[Sigiii-l] Global Information Technologies and Local Health Care Practices
Gianluca Miscione
gianluca.miscione at soc.unitn.it
Sun Oct 5 15:08:21 EDT 2003
Hi all,
maybe you can find of some interest the schema of the seminar I'm going to run here at the Sociology Department of the Binghamton University.
any response is welcome.
cheers
gianluca
P.S. if anyone is around here, is welcome to come!
Global Information Technologies and Local Health Care Practices
Gianluca Miscione - dadalo at tiscali.it
PhD candidate in Information Systems and Organizations
Sociology and Social Research Department
of the University of Trento
Italy
Visiting scholar at the Sociology Department
of the Binghamton University
New York State
U.S.A.
I am going to draw a trajectory that passes through some contemporary issues to arrive to my research.
In any communication can be seen two aspects:
1.. informational
2.. relational
The first one highlights the literal meaning of a message.
Ex: I write to somebody how to cook spaghetti
The second one pays attention to the broader social relevance of a communication act.

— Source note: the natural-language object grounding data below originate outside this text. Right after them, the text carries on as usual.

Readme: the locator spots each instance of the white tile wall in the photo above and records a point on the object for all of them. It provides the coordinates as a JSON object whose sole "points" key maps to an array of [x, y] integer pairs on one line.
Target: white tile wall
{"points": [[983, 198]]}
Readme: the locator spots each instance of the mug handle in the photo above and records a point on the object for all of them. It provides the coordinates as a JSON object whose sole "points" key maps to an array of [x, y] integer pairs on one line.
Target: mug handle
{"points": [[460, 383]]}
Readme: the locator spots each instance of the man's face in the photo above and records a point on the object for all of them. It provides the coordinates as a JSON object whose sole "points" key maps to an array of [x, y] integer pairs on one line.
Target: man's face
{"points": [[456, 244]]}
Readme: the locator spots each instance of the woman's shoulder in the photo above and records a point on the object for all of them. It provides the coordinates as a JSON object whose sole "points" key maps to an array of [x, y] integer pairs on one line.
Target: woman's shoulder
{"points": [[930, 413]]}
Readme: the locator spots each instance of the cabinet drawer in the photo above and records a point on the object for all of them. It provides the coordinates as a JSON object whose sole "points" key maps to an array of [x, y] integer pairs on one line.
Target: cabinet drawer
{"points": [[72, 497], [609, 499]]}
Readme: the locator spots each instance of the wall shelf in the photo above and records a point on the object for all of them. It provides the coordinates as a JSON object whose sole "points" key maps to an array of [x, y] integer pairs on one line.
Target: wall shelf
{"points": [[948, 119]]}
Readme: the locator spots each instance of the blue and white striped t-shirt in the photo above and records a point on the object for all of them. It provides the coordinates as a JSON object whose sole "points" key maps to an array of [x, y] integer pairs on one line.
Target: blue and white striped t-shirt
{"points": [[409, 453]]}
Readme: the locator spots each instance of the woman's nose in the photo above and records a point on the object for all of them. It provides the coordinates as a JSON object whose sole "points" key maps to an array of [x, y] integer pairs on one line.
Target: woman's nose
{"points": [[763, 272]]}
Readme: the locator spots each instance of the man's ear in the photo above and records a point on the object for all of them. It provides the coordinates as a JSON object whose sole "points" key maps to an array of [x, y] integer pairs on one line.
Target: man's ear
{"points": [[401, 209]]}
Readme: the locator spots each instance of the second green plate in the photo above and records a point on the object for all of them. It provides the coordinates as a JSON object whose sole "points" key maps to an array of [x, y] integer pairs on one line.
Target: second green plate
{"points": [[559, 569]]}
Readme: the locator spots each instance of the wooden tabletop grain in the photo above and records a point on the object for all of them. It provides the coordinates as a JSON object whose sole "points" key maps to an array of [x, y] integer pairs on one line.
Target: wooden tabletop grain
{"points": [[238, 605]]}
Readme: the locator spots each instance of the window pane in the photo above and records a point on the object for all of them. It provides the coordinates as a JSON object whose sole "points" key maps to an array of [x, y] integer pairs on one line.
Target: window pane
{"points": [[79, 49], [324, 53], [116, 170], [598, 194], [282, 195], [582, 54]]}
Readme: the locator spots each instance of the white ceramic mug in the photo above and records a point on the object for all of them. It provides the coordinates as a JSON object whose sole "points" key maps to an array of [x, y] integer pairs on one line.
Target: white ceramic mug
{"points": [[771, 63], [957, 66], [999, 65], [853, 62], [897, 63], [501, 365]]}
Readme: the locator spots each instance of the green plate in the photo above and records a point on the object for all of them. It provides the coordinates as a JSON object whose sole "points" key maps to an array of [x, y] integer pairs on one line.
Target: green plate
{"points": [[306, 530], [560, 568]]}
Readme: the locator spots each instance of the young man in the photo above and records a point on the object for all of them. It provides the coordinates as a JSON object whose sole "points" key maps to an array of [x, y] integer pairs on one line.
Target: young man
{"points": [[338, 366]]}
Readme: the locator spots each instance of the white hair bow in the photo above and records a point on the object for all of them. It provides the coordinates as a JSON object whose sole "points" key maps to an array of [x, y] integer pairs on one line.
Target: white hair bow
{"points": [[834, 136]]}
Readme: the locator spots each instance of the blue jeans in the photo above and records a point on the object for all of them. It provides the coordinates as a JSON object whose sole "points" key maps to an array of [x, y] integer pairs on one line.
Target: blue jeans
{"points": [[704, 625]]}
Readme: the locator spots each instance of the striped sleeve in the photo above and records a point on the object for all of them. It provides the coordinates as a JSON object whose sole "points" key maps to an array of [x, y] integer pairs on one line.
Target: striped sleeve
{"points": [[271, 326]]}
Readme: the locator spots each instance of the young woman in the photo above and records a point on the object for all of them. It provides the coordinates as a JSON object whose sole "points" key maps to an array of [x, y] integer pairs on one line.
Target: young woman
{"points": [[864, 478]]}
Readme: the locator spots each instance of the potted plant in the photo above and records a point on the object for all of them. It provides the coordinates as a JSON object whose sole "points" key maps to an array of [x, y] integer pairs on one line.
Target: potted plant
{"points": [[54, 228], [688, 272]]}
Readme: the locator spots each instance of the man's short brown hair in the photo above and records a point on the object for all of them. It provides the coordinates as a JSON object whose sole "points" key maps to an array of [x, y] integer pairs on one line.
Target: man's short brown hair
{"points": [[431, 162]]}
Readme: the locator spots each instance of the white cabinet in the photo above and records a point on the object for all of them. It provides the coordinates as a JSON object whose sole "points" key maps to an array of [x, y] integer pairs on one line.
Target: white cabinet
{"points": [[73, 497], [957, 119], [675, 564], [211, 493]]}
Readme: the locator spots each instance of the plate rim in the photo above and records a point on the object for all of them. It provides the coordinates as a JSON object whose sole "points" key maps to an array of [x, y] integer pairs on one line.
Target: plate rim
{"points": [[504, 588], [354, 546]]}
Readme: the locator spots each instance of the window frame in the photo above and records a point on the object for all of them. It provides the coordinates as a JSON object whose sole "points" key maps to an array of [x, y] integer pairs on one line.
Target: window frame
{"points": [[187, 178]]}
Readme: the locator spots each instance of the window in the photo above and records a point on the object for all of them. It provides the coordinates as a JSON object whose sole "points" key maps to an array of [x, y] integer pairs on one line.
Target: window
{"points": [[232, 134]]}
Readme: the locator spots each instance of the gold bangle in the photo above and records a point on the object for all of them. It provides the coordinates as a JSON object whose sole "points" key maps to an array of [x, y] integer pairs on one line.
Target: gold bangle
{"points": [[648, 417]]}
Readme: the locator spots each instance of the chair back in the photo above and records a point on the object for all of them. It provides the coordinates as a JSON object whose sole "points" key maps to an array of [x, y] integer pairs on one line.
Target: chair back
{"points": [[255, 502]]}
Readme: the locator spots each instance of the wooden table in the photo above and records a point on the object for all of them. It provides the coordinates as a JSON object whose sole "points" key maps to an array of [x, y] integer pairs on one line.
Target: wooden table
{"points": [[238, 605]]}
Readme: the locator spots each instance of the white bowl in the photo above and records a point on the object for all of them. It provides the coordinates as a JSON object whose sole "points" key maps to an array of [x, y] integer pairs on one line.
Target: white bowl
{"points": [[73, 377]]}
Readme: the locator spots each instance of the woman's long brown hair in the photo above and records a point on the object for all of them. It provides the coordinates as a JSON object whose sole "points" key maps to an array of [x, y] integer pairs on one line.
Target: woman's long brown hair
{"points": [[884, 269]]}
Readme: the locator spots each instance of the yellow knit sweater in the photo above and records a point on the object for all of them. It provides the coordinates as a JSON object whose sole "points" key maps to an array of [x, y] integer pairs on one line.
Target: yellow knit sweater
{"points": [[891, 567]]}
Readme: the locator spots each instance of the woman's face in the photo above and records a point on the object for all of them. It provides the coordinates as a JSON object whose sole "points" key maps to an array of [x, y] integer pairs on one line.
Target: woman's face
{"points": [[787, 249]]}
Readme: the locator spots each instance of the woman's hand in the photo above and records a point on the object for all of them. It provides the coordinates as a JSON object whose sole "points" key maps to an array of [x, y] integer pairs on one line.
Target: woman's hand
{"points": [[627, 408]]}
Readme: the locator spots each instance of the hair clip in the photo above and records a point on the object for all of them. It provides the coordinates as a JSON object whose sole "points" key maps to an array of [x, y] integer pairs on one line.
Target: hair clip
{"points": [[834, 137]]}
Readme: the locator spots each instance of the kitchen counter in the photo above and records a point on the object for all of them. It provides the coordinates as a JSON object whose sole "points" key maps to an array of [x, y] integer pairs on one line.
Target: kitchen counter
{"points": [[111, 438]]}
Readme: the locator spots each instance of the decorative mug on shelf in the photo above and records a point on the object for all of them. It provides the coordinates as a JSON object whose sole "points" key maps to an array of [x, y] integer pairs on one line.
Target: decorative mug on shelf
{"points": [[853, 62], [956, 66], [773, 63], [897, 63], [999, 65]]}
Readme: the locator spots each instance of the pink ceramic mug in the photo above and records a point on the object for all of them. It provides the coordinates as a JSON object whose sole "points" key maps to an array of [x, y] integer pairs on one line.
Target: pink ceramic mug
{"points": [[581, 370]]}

Ex: I'd like a foreigner friend reminds of me, I'm trying to spread Italian cooking, and so on.
The first aspect implies a formalized knowledge, which -by the way- maybe my grandmother could not have, although she cooked very well.

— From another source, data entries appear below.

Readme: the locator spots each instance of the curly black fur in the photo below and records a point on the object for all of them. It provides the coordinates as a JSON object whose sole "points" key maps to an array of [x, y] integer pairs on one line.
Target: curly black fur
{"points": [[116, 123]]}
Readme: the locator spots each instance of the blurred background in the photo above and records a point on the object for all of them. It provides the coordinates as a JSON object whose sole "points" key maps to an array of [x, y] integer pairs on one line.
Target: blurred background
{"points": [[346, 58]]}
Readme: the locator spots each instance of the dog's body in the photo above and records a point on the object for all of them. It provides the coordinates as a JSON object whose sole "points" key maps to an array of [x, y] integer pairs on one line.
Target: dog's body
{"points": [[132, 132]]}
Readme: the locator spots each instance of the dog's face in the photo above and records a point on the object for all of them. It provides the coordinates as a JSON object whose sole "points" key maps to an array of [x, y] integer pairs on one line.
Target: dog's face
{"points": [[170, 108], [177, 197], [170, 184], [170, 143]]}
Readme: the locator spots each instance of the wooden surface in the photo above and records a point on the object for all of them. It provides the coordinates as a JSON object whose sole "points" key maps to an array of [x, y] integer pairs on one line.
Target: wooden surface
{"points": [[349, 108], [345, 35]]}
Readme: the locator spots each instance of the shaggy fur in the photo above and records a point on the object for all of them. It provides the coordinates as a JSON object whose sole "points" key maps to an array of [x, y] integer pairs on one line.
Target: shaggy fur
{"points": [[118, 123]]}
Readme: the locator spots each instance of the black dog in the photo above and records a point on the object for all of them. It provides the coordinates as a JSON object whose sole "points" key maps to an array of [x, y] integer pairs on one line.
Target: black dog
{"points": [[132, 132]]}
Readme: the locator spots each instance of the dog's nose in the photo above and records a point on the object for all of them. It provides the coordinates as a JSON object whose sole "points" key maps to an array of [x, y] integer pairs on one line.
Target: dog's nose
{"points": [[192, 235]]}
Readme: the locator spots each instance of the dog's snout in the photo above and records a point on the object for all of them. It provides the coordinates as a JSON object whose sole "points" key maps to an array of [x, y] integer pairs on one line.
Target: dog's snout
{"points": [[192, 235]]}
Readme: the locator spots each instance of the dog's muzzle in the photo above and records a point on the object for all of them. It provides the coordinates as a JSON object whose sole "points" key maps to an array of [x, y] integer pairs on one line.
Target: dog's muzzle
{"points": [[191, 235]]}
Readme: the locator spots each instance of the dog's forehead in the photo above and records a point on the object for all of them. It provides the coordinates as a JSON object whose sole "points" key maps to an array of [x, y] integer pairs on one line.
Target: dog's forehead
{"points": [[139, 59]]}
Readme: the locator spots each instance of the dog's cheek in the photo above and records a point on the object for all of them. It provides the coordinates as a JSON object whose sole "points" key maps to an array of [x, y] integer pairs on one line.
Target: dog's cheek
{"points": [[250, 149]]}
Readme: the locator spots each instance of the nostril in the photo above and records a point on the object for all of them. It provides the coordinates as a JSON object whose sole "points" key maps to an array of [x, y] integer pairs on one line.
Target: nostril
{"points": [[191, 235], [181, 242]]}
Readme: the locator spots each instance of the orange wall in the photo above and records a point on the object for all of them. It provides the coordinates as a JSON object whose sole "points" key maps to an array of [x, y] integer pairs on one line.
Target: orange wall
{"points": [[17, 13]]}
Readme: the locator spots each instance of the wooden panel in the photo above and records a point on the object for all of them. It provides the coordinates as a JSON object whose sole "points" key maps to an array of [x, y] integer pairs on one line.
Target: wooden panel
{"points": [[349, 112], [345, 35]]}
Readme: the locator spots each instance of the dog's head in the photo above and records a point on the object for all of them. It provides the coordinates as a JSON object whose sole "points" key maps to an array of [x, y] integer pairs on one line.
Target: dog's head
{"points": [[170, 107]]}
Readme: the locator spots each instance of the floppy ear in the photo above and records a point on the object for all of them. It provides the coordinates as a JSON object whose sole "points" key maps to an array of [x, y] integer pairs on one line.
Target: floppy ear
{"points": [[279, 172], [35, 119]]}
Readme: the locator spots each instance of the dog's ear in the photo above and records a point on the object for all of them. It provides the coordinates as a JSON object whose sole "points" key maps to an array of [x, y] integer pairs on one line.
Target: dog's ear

The second one tends to imply tacit knowledge and mutual understanding. Usually it is not explicit, it needs to be explicated when something goes wrong (ethnomethodology).
Even if cooking is not a science (although in Italy is being opened the "University of Taste") usually formalized knowledge is backed (legitimated, Weber) by Reason, nowadays, mainly Science.

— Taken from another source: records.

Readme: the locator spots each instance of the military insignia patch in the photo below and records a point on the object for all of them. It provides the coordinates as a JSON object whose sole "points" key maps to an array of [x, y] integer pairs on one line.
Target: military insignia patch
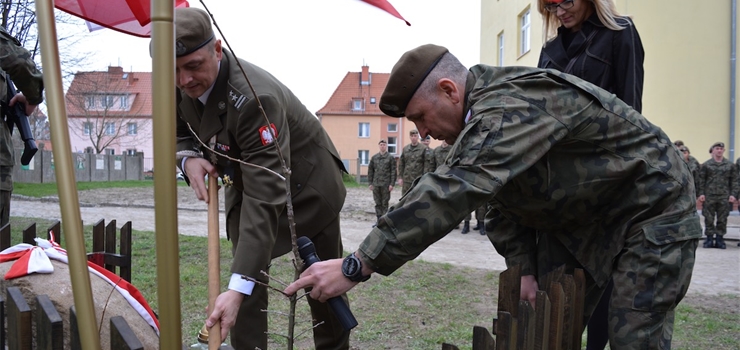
{"points": [[266, 136]]}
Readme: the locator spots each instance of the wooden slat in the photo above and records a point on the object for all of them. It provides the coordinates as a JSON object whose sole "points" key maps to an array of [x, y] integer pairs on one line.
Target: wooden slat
{"points": [[125, 251], [542, 322], [29, 234], [19, 321], [110, 243], [555, 293], [482, 339], [505, 335], [525, 326], [5, 237], [122, 337], [49, 332]]}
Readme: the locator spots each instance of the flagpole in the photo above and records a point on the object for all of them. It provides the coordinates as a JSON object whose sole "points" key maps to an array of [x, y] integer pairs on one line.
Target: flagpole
{"points": [[165, 195], [64, 171]]}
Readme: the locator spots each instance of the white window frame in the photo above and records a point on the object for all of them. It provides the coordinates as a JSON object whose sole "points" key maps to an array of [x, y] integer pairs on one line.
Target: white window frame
{"points": [[501, 49], [364, 156], [363, 130], [525, 22]]}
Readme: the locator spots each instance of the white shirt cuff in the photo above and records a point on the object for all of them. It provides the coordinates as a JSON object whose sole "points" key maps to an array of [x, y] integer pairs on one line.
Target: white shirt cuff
{"points": [[241, 285]]}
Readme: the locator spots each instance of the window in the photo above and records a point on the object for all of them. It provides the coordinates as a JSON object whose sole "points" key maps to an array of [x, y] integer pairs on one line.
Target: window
{"points": [[108, 101], [524, 35], [364, 130], [364, 156], [501, 49], [356, 104], [392, 143], [90, 101]]}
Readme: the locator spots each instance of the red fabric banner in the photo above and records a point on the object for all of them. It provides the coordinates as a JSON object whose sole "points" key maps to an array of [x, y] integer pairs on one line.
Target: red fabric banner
{"points": [[126, 16], [387, 7]]}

On the other hand, the relational aspect of any communication mainly depends on the (social) context in relation with which it is meaningful.
So there is a dualism between universality and situatedness:
Informational aspects of communication
Formalized knowledge
Science
Universality
Relational aspects of communication
Tacit knowledge
Uses, practices
Situatedness
Usually information technologies, when purposely implemented, are (implicitly?) seen as consistent with the left column. Any piece of knowledge formalized and legitimized by science (or by a science-looking reasoning) can be transmitted everywhere, and it is supposed to be effective everywhere.
But scientific truth is a source of truth only where science has already arrived.
So it could be interesting to focus on relations among IT and practices instead of Knowledge.
What are practices?
Practice it is a buzz word to describe social relationships, it does not have a definite meaning; it is among action and habit, tacit and social, formalized and informal.
Practice is a skilled performance situated in a social context. It has material and symbolic elements.
Ex: the daily work of air traffic controllers is made up of practices, rather that procedures. Indeed a light kind of strike is following all procedures strictly, it always has the effect to delay all flights.
Practice is here a central concept because it is in the practices that knowledge is embodied.
Practices are resource and boundary of organized actions.
The concept of practice offers an useful perspective on how knowledge and power are embodied in social action.
Different social practices are very evident in the encounter of different cultures and through an information network.